Tuesday, August 24, 2010

Debuggable GSPs in SpringSource Tool Suite


A basic trick of Groovy Server Page debugging that seasoned Grails developers know is that by adding ?showSource=true to a URL for any of your GSPs you can view the Groovy translation of your GSP code.  For example, the vanilla create GSP (http://localhost:8080/TripPlanner/trip/create.gsp) gets rendered like this in the browser:


And altering the URL to this: http://localhost:8080/TripPlanner/trip/create.gsp?showSource=true, you can see the translated source:


There is a mapping between lines of code of the original GSP and the lines of code of the Groovy translation.  In fact, if you are using Grails 1.3.4 or above, and scroll to the bottom of the translation, you will see something like this:


 82: @org.codehaus.groovy.grails.web.transform.LineNumber(
  83:  lines = [3, 1, 1, 1, 1, 1, 1, 1, 1, 1, 1, 1, 1, 1, 1, 1, 1, 3, 3, 6, 6, 6, 7, 7, 8, 8, 9, 9, 9, 9, 9, 10, 10, 10, 11, 13, 13, 13, 13, 13, 13, 14, 14, 14, 14, 14, 17, 17, 18, 18, 19, 19, 20, 21, 23, 23, 23, 23, 25, 25, 26, 35, 35, 35, 35, 37, 37, 37, 39, 39, 39, 1, 1, 1, 1, 1, 1, 1, 1, 1, 1, 1],
  84:  sourceName = "create.gsp"
  85: )
  86: class ___LineNumberPlaceholder { }


This is the line mapping information and each element of the lines array maps a line from the translation (the array index) to a line in the original source code (the value at that index).  This is not particularly useful to humans, but it is to the SpringSource Tool Suite.

Using this information, STS is finally able to provide some debugging support for GSP files.  You can set a breakpoint at a line in your GSP editor, and the debugger will pause at that line when it is reached while rendering the page:



At this point, your GSP can be interacted with like any Groovy file.  For example, you can inspect the current state of variables in your page binding:



And you can execute values in the display view (using Java syntax only for now):



This feature has been fun to implement since it was my first foray into Eclipse's Java debug interface, but I am not sure how useful it is going to be.  Lines in a GSP are not executed sequentially.  Rather, many are executed out of order through closures inside of an invokeTag method call.  Also, I have not completely worked out how to determine if a breakpoint is at a valid location if Grails is not already running.  So, at this point it is possible to set a breakpoint on any blank line, but these breakpoints are only valid if they are set on a line containing a GSP tag or some other kinds of things.

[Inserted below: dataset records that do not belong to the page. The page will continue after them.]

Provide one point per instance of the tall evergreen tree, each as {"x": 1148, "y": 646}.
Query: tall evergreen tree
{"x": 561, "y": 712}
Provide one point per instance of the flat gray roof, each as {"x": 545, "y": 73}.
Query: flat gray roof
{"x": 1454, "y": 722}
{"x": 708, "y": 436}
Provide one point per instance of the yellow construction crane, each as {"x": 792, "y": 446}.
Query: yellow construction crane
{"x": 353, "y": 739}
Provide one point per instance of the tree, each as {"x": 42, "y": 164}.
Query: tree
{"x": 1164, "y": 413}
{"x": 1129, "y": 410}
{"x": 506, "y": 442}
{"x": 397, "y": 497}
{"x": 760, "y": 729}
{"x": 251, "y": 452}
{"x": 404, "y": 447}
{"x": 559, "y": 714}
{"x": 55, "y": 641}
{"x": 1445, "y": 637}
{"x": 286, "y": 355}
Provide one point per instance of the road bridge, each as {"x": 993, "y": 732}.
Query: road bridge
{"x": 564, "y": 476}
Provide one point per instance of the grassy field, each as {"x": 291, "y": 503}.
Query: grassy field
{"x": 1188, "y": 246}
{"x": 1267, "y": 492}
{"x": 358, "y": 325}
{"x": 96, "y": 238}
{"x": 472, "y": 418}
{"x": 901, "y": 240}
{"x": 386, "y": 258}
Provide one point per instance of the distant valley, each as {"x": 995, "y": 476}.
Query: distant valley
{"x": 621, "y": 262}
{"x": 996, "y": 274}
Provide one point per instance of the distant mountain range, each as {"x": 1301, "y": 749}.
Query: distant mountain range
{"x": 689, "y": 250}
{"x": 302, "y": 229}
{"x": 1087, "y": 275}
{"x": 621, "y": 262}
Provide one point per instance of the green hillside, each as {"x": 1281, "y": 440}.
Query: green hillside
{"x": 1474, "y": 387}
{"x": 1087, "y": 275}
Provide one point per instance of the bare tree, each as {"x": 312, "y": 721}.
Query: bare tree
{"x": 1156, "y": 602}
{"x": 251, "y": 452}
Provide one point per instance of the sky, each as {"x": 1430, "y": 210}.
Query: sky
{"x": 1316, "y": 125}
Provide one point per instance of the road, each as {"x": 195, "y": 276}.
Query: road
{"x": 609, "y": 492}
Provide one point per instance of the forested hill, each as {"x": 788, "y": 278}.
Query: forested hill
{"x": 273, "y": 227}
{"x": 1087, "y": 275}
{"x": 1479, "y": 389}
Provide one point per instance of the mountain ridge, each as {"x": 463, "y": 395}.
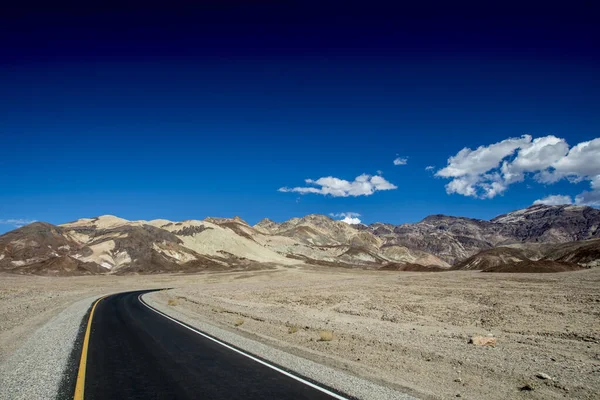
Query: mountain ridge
{"x": 110, "y": 244}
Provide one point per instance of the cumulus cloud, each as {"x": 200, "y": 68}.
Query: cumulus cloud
{"x": 346, "y": 214}
{"x": 362, "y": 185}
{"x": 401, "y": 161}
{"x": 554, "y": 200}
{"x": 489, "y": 170}
{"x": 17, "y": 222}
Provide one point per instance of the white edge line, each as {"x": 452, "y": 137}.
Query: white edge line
{"x": 332, "y": 394}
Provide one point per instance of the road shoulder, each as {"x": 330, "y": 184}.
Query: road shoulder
{"x": 337, "y": 379}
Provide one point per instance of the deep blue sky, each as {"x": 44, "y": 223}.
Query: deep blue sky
{"x": 187, "y": 113}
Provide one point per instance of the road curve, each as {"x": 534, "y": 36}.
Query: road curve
{"x": 135, "y": 352}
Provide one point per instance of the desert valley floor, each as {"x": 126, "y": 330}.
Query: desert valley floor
{"x": 408, "y": 330}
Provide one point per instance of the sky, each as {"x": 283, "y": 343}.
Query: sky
{"x": 361, "y": 111}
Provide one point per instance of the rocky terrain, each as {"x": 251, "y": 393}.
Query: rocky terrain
{"x": 108, "y": 244}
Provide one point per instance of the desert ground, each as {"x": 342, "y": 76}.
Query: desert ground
{"x": 408, "y": 330}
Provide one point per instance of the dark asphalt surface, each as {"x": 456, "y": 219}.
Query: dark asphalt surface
{"x": 135, "y": 353}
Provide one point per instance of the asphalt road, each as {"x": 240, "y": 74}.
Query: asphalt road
{"x": 137, "y": 353}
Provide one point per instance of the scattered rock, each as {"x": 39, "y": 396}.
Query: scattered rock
{"x": 527, "y": 388}
{"x": 542, "y": 375}
{"x": 483, "y": 341}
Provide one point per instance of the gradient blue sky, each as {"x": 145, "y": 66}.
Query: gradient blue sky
{"x": 187, "y": 113}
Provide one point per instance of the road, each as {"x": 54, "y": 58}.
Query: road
{"x": 135, "y": 352}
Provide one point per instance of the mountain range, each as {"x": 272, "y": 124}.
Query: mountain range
{"x": 558, "y": 237}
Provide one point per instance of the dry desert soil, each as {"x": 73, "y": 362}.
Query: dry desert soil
{"x": 407, "y": 330}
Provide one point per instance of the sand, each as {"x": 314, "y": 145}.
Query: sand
{"x": 407, "y": 330}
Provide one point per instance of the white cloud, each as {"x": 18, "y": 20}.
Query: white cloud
{"x": 582, "y": 162}
{"x": 489, "y": 170}
{"x": 554, "y": 200}
{"x": 17, "y": 222}
{"x": 351, "y": 221}
{"x": 586, "y": 198}
{"x": 363, "y": 185}
{"x": 481, "y": 160}
{"x": 401, "y": 161}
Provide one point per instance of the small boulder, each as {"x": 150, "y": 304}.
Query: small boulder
{"x": 483, "y": 341}
{"x": 527, "y": 387}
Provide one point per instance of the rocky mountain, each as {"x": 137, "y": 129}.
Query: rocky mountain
{"x": 492, "y": 258}
{"x": 108, "y": 244}
{"x": 457, "y": 238}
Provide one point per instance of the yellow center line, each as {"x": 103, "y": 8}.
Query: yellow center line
{"x": 80, "y": 386}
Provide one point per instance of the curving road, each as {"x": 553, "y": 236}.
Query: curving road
{"x": 136, "y": 352}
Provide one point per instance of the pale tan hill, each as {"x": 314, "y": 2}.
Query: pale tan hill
{"x": 319, "y": 239}
{"x": 492, "y": 258}
{"x": 43, "y": 249}
{"x": 267, "y": 226}
{"x": 405, "y": 255}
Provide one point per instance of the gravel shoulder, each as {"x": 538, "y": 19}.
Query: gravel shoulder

But, I do hope this is useful to you and if you are interested in trying this new feature out, then you can download STS 2.5.0M3 and install the latest version of Grails tool support.  Enjoy!

Saturday, August 7, 2010

Groovy-PDE Redux

Up until recently, doing any PDE work with Groovy has been a bit of a kludge. First, you had to create a customCallBack.xml script. Inside this script you had to call out to a special groovy.jdtcompile ant task, using a magic set of classpath references. When this approach worked, it did so by first compiling your Java code (with errors of course since your groovy code is not touched), and then re-compiling all your code using the joint compiler provided by Groovy-Eclipse.

Not so pretty. It works for Groovy-Eclipse, but that is only because I know exactly what its limitations are and how to work around them.

A short while ago, I wrote about how we re-implemented PDE build for projects that use the AspectJ compiler. I've recently done the same for plugin projects that use Groovy.

Here's how it works:

  1. Install the latest dev snapshot of Groovy-Eclipse for Helios (you can write plugins that target Galileo (Eclipse 3.5), but you must use the Helios PDE builder to create the plugins).
  2. For each of your plugin projects, add the following to your build.properties file:
    sourceFileExtensions=*.java, *.groovy
    compilerAdapter=org.codehaus.groovy.eclipse.ant.GroovyCompilerAdapter
    compilerAdapter.useLog=true  # this ensures that exceptions are logged to the proper log file.
  3. Now you can run your PDE export (either headless or from within a running Eclipse using one of the Export wizards).

The only caveat is that each plugin project must contain at least one .java file or else the PDE builder will ignore that plugin. The problem is described in Bug 318951. Before this can be addressed, I need a patch committed to the javac task, described here: Apache Bug 48829 (please vote the bug up if you want to see this fixed!).

With that, creating Groovy-based Eclipse plugins now requires much, much less black magic.